Así de rápido como Lalito decide que dispararme y terminar con mi vida es su mejor opción, logro disuadirlo de ellos, así de rápido como lo hago cambiar de opinión, algo en su entorno lo hace regresar a su estado anterior.

En una sociedad dónde se excluye a sectores de la misma es difícil hablar de desarrollo social, de seguridad o de crecimiento económico. Así como Lalito, de acuerdo a una nota publicada en El Economista, 21.4 millones de niños y adolescentes viven en situación de pobreza. No se especifica la cantidad que vive en pobreza multidimensional extrema, sin embargo también se calcula en millones de acuerdo al CONEVAL y otras instancias que estudian la materia.

Un fin de semana jugando con un niño no termina con el problema. La construcción de una vivienda de emergencia busca satisfacer el derecho a la vivienda (establecido como Derecho Humano en la Declaración Universal de Derechos Humanos) y ser una excusa para que la comunidad con la que se trabaja crea en la voluntad y de los voluntarios de Techo para trabajar en conjunto y que sea posible crear planes de Habilitación Social a futuro. Sin embargo, no es suficiente, porque una sola organización no es capaz de atender todas las necesidades de la sociedad y menos de arreglar un país entero.

En lo personal, agradezco, pero no son suficientes un: “Qué buena labor la que realizas” o un “Qué bueno que estés con los más necesitados.” Seguro también pueden existir críticas, y gustoso las escucharé y consideraré para tratar de hacer una mejor labor. En lo general los comentarios son alentadores, pero falta más y yo sí exijo algo.

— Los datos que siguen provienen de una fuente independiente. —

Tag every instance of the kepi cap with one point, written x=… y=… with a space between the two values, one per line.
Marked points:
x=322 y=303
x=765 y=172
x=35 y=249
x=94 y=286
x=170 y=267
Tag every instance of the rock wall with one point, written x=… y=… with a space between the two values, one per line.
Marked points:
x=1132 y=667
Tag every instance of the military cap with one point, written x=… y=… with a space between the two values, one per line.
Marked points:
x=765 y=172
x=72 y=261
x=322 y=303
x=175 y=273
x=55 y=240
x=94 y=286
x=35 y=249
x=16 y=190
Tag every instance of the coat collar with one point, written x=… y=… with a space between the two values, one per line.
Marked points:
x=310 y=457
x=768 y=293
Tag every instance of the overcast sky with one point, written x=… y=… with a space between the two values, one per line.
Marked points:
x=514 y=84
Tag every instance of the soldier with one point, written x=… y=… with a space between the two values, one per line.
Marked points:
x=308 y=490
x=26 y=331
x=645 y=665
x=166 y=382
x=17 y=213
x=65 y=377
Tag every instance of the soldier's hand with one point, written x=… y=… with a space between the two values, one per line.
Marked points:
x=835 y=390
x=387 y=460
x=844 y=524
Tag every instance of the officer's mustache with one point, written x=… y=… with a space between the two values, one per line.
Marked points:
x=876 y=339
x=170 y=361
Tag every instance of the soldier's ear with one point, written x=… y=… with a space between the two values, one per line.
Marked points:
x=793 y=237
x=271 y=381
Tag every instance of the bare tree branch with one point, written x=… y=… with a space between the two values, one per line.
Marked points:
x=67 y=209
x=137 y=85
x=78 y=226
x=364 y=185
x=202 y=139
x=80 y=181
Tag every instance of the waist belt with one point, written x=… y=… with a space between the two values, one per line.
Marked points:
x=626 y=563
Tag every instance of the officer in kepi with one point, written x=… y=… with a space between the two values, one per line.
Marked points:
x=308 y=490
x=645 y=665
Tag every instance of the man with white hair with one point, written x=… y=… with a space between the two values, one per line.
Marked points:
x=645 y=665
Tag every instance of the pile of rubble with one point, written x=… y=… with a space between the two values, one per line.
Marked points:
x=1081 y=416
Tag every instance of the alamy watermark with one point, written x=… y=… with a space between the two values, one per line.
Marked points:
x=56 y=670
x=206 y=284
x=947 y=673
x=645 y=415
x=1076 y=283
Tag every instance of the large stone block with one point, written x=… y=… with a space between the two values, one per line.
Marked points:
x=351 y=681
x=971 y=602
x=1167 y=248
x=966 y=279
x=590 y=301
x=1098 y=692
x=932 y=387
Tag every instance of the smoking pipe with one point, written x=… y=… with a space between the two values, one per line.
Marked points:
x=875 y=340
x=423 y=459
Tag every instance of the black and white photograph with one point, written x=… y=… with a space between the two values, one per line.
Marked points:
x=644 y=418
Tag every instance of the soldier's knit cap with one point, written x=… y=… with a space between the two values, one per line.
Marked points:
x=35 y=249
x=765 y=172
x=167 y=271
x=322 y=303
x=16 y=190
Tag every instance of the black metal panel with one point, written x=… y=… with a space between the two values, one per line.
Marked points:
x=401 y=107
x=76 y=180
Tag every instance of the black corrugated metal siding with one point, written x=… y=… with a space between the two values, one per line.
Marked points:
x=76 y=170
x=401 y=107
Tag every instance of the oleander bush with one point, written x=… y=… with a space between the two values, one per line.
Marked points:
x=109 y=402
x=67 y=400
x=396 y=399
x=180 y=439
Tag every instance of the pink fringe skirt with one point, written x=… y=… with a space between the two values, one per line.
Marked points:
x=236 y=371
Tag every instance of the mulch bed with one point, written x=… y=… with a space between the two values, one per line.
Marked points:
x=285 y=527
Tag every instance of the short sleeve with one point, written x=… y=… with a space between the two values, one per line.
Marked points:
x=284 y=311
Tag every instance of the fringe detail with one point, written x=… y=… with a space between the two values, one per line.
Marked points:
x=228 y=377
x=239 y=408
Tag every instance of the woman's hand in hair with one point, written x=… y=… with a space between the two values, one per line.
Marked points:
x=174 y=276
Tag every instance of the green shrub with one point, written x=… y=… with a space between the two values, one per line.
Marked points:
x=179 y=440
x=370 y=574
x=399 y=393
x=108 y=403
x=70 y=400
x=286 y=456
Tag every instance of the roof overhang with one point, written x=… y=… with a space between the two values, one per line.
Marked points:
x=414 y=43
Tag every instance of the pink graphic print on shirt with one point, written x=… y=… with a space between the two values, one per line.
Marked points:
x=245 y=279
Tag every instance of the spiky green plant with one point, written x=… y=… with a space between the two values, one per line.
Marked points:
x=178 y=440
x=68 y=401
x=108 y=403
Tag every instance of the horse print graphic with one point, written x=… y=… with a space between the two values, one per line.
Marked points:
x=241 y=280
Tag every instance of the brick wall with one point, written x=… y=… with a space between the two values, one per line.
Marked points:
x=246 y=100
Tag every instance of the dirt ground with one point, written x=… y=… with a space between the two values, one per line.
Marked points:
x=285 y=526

Lo que yo le exijo a quién esté leyendo esto, es participación. Porque así como Lalito, existen millones de niños, que lejos de darme miedo por el hecho de que en un futuro sean quiénes dirijan la bala que terminen con mi vida o con la de alguno de mis seres queridos, son seres humanos que están perdiendo su vida sin tener la oportunidad de vivirla. Lo que yo le exijo a la gente ahora que sabe los alcances que pueden tener su indiferencia es que de la manera que les sea posible se informen, y que esa información la compartan. No le exijo a nadie que vaya conmigo a construir viviendas para convivir con familias que tienen que sobrevivir día a día explotándose por menos que el salario mínimo; tampoco les pido que sea mi causa la que los mueva a ayudar a reestructurar y sanar el tejido social; sólo te pido, que si puedes leer esto, es porque tienes la capacidad de darte 10 minutos y buscar datos sobre violaciones de derechos humanos y leer un solo artículo, el cuál puedes comentar con tus seres cercanos para que los problemas que más te afectan, sean por lo menos discutidos en la agenda pública, y que con suerte, te acerques a una trinchera desde la cuál te sientas cómodo trabajando por resolver la situación actual de tu país, porque el desarrollo social es trabajo de todos: es nuestra responsabilidad.